When I decided it was time to retire, Swimming Australia’s wellbeing and engagement officer Linley Frame got in touch. Linley, who was a 1991 world champion and 1992 Olympian, had been through her own transition, having to retire at 25 because of Chronic Fatigue Syndrome.
I had known her for a while and we had a few phone chats over the coming weeks about what retirement looks like, things I needed to stay mindful of and how Swimming Australia would help me through the process. They were interested to hear my goals and what I saw myself doing next.
I felt really supported by her and Swimming Australia. It’s important to understand that they reach out at first but it’s on you to take the support they’re offering. I think if an athlete is struggling it would be quite easy to avoid the support on offer and then assume there’s no support there.
I embraced the support and didn’t see it as a weaknesses that I needed it.
Once I finalised my retirement, the junior team head coach Glenn Beringen and pathways manager Jamie Salter approached me to be an athlete mentor for the junior worlds team in Budapest. That was amazing. I found a new passion mentoring other athletes and that’s what I’m working towards now.
AIS Wellbeing has helped me with this as well. They sent me on a values-based decision-making course in Melbourne.
I’ve started my own business – Golden Perspective – which Covid-19 has gotten in the way of for now. The aim is to help young, aspiring athletes understand themselves and what it means to be an elite athlete.
The direction I’m heading is the mentoring path, one-on-one coaching and technique efficiency coaching. I don’t want to coach a squad but rather going into swimming programs and helping them with technique, mindset and give a different perspective on what they’re going through.
YOU DON’T WAKE UP A GOLD MEDALLIST
When you leave your sport you have the world in front of you and can do absolutely anything you want. It was that sense of freedom that scared me the most. For such a long time swimming provided structure and boundaries and a purpose every day.
You don’t wake up as an Olympic gold medallist – you work towards that, just as you don’t wake up as a CEO.
I found that exciting. I could recreate myself into whatever I wanted to do and I was in full control of that. At the same time, it’s terrifying. You go from each day walking into a training environment where everything is planned out for you. The day after you’re done it’s ‘what time do I wake up?’
I approached my transition in a very positive way but, if I’m honest, there were hard days connected to a lack of achieving something. It’s a process, and you have to take it day by day.
I started a media and communications degree in 2015 and finishing that in the middle of next year will be my biggest achievement.
The way you approach anything can make it a good experience or a bad experience.
Before Covid-19 went down I had locked in a commentary role at the age nationals, but they didn’t go ahead. I don’t know for sure but I think I want to get into commentary and television and lifestyle TV.

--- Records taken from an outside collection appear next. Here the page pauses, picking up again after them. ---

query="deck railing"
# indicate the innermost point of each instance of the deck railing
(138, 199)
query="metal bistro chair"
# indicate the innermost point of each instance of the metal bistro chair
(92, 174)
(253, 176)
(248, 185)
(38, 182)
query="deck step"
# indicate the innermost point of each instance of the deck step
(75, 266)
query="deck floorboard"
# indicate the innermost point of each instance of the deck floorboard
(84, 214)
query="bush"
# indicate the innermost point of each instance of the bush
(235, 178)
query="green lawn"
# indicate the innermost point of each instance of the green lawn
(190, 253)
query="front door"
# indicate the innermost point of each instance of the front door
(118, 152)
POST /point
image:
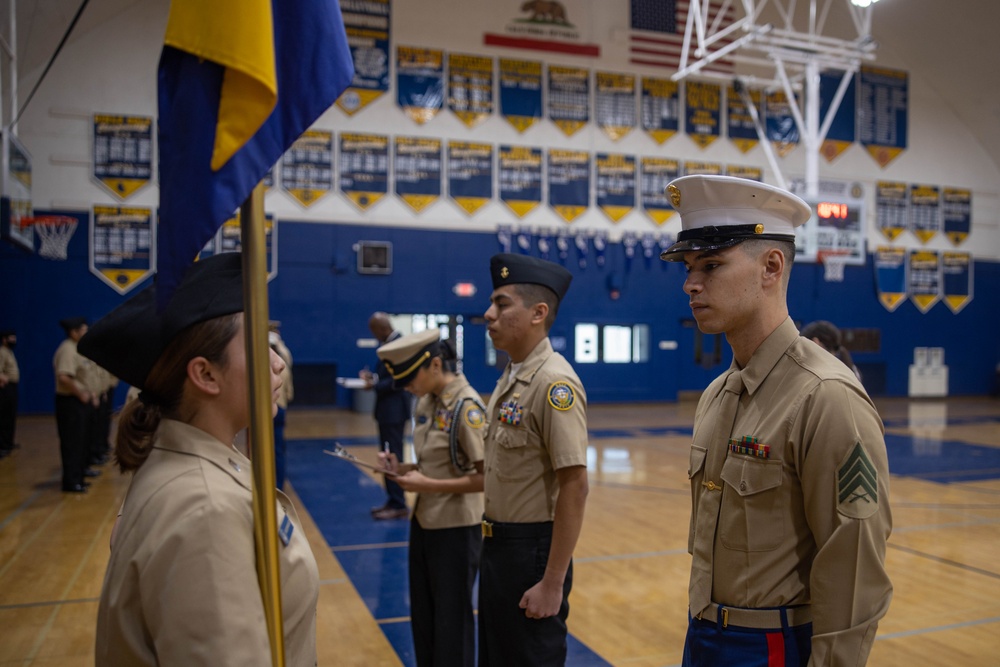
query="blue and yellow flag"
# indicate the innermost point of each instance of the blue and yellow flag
(239, 81)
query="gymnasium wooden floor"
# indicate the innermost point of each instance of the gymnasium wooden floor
(629, 596)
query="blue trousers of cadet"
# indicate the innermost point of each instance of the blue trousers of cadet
(708, 644)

I met Johanna Griggs a few times throughout my career and I reached out to her when I first retired. She was mentoring me in the steps of getting a showreel together, getting experience where I feel comfortable.
I think the most important thing for a good transition is your mindset. The way you approach anything can make it a good experience or a bad experience.
Any transition, but especially the one from sport to real life, is personal. It’s your own journey and can be the first time in a long time that you fully get to hold the reins. For some people it can be overwhelming.
During my swimming career, when I would get up to race and I’d be nervous I would see that as excitement. It’s the same when you transition.
If you’re feeling overwhelmed and you’re having one of those days where you’re struggling with structure and feeling a bit lost, it’s about how you perceive that. It’s usually just a bad day and the next day is whatever you can make of it. It’s about not getting caught in a downward spiral.
Transitioning out of sport is the same being an Olympian, a process. You have to go with the flow, learn along the way. If you pay attention, you’ll learn a lot about yourself.